Tuesday, July 10, 2007

Guzzlers Ruin A Good Thing

Seems like there's been a bunch of stories lately about bad behavior becoming rampant at local wineries. This week, The New York Times weighed in with a story about the problem at both Long Island and Finger Lakes wineries. Recently, the Wall Street Journal found it necessary to publish a story counseling tasters as to appropriate winetasting etiquette.


To be sure, some of the winetasting behavior reported goes well beyond rude into the realm of disgusting. One of the things I've enjoyed most about visiting wineries over the years is that you meet the nicest, most interesting people while learning about wine. But the epidemic of bad behavior is ruining the experience in multiple ways.

For one thing, wineries that charged little to nothing for the pleasure of tasting wines are now charging much more. Who can blame them? Free tastings have become a magnet to those who simply want to get drunk. Secondly, those who really want to talk and learn can't get the attention of pourers who have to watch the problem clients closely.

So, I understand the need to implement safeguards. But there's one so-called remedy hinted at that I hope wineries don't resort to -- that's the plastic, measured pourers that attach to the top of the bottle. Some wineries use them already, and I absolutely despise these devices. Wherever I've encountered them they seem to dole out only the tiniest thimble-full of wine, leaving the taster frustrated and desperate for a real sense of the wine's bouquet and taste.

I've done a lot of winetasting in my day, and I can tell you that I've never come close to feeling even slightly tipsy at a winery. Getting a decent pour is not about getting big, feel-good gulps. It's just a matter of getting enough wine to swirl in the glass and swish across your palate. I have had pours from these plastic devices that provided less than a spit, with virtually no detectible aroma in the glass.

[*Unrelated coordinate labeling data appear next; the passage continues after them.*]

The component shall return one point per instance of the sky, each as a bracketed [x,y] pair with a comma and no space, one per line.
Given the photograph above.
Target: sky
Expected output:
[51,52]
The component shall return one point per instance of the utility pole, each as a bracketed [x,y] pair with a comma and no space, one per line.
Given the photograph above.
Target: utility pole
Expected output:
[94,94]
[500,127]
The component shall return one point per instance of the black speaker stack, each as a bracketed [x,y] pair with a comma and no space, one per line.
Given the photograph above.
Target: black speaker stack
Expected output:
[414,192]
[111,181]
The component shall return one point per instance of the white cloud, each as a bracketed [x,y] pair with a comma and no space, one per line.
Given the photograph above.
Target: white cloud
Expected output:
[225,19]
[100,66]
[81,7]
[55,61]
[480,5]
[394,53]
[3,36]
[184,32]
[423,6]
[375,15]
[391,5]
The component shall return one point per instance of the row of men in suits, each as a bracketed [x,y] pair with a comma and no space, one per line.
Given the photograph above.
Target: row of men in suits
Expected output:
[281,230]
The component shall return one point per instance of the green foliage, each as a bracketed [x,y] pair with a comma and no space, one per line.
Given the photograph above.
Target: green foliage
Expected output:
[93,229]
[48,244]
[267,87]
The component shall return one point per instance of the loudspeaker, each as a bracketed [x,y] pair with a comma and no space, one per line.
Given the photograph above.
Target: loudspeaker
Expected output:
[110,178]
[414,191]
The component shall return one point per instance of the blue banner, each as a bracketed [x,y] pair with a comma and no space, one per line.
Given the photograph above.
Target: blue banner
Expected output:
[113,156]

So, winery owners, please, please don't subject your respectful, paying customers to this indignity. Charge more if you have to, throw out anyone you don't like the looks of, but please don't ruin the winetasting experience for those of us who love wines as much you do.

3 Comments:

Blogger Lenn said...

I really hope that people don't look at that NYT piece and get that picture of Long Island wine country.

That story was clearly written to get attention and be alarmist moreso than bring the reality of the situation to light.

The wineries mentioned are lesser-quality producers (for the most part) that encourage large groups and a party atmosphere. There are many many more wineries who don't tolerate large groups (without an appointment) and would turn people away if they showed up drunk and rowdy.

10:26 AM  
Blogger Marcus said...

Good little essay. You make some nice points within this current debate.

1:58 PM  
Blogger JD said...

Marcus, thanks. Glad to see the Doktor is back.

Lenn, I can verify the presence of a big, boisterous bunch at one small winery -- I got elbowed right to the very edge of the tasting bar. But by and large you're right, they are at the larger, more commercial places.

I doubt that many will view this situation as a New York phenomenon, I certainly don't. New York just has more than its share of aggressive media!